É uma das “semanas douradas” do país, juntamente com a passagem do ano lunar ou “ano novo chinês”, a maior festa tradicional das famílias chinesas, e, como sempre, grandes arranjos flores ornamentam as principais artérias de Pequim.
Só para a decoração da Praça Tiananmen, o centro físico e político da capital chinesa, foram utilizados cerca de 400 mil vasos de flores, disse a imprensa local.
No conjunto, o número de vasos de flores espalhados pela cidade, de 45 espécies diferentes, ronda os dois milhões, indicou o jornal China Daily.
A quadra é especialmente boa para o turismo, outro sector em rápido crescimento e que ilustra a melhoria do nível de vida da população.
Cerca de oito milhões de turistas são esperados em Xangai, palco da Expo2010, a maior exposição universal de sempre, que decorre até ao final de Outubro com mais de 240 países e organizações internacionais.
O recorde diário de afluência (cerca de 631 000 visitantes, há uma semana) vai ser seguramente batido, garantiu um responsável de um pavilhão estrangeiro.
As férias fora da China, outro “sonho” até há pouco tempo impossível, também estão na moda.
Pelas contas de um operador turístico internacional, o número de chineses que tenciona sair do país nesta altura aumentou 50 por cento em relação a igual período de 2009.
Os consulados norte-americanos na China, por exemplo, registaram mais de 40 000 pedidos de vistos durante este mês e as ilhas Maldivas, no Índico, esperam receber cerca de 5500 turistas chineses.
Casar é outra festa popular nesta “semana dourada”.

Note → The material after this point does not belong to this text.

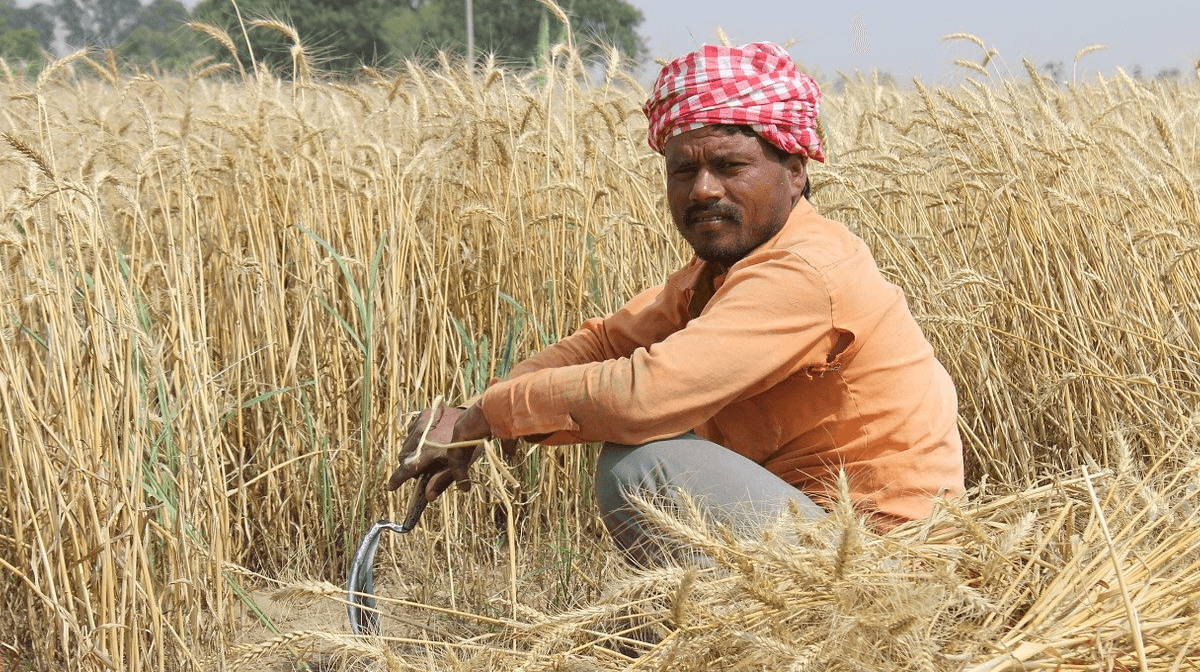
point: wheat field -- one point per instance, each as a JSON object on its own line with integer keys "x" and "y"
{"x": 225, "y": 293}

Em Tianjin, grande porto do norte da China, com 12 milhões de habitantes, estão previstos cerca de cinco mil casamentos por dia durante os feriados, disse o gerente de uma empresa do ramo ao jornal Global Times.

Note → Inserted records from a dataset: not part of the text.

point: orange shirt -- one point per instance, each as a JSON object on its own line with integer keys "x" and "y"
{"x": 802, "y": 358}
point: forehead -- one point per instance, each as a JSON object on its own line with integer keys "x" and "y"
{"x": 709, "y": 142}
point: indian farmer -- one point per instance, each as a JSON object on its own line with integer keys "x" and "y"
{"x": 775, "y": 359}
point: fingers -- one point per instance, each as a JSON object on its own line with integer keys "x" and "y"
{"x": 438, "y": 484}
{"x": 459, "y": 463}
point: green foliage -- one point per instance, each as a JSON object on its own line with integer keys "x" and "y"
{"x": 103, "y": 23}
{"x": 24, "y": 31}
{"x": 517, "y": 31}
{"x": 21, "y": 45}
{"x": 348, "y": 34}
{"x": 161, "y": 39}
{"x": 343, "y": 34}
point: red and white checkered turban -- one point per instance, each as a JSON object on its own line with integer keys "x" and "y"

Último grande país governado por um partido comunista, a República Popular da China foi proclamada no dia 01 de Outubro de 1949.
Nas primeiras três décadas, o país foi um “bastião da revolução proletária mundial”, mas depois converteu-se gradualmente à economia de mercado, atraindo grandes multinacionais e fomentando a iniciativa privada.
Desde a adopção da política de “Reforma Económica e Abertura ao Exterior”, em Dezembro de 1978, o Produto Interno Bruto chinês cresceu em média quase 10 por centro ao ano e já este ano tornou-se o segundo maior do mundo, a seguir ao dos EUA.
Em 2010, a economia chinesa crescerá 9,6 por cento, estimou o Banco Asiático de Desenvolvimento.
Sinal dos tempos, o primeiro-ministro chinês, Wen Jiabao, passará a maior parte das “férias” na União Europeia, o maior parceiro comercial da China.
Nos primeiros oito meses deste ano, o comércio entre a China e a UE excedeu os 300 mil milhões de dólares, um aumento de 36,2 por cento em relação a igual período de 2009.

JTM/Lusa

Yuan mais “flexível”

O Banco central chinês prometeu ontem “aumentar a flexibilidade” do yuan, numa altura em que a Câmara dos Representantes dos EUA se prepara para votar legislação susceptível de punir a China por alegada “manipulação cambial”. O anúncio do Banco foi feito no dia em que o yuan atingiu o mais alto valor de sempre face ao dólar norte-americano, cotando-se em 6,6936 por um dólar, uma valorização de 1,96 por cento em cerca de três meses. O recorde ilustra a “flexibilidade” da política cambial anunciada em Junho pelo governo chinês, depois de persistentes críticas ocidentais à “artificial sub-avaliação” do yuan.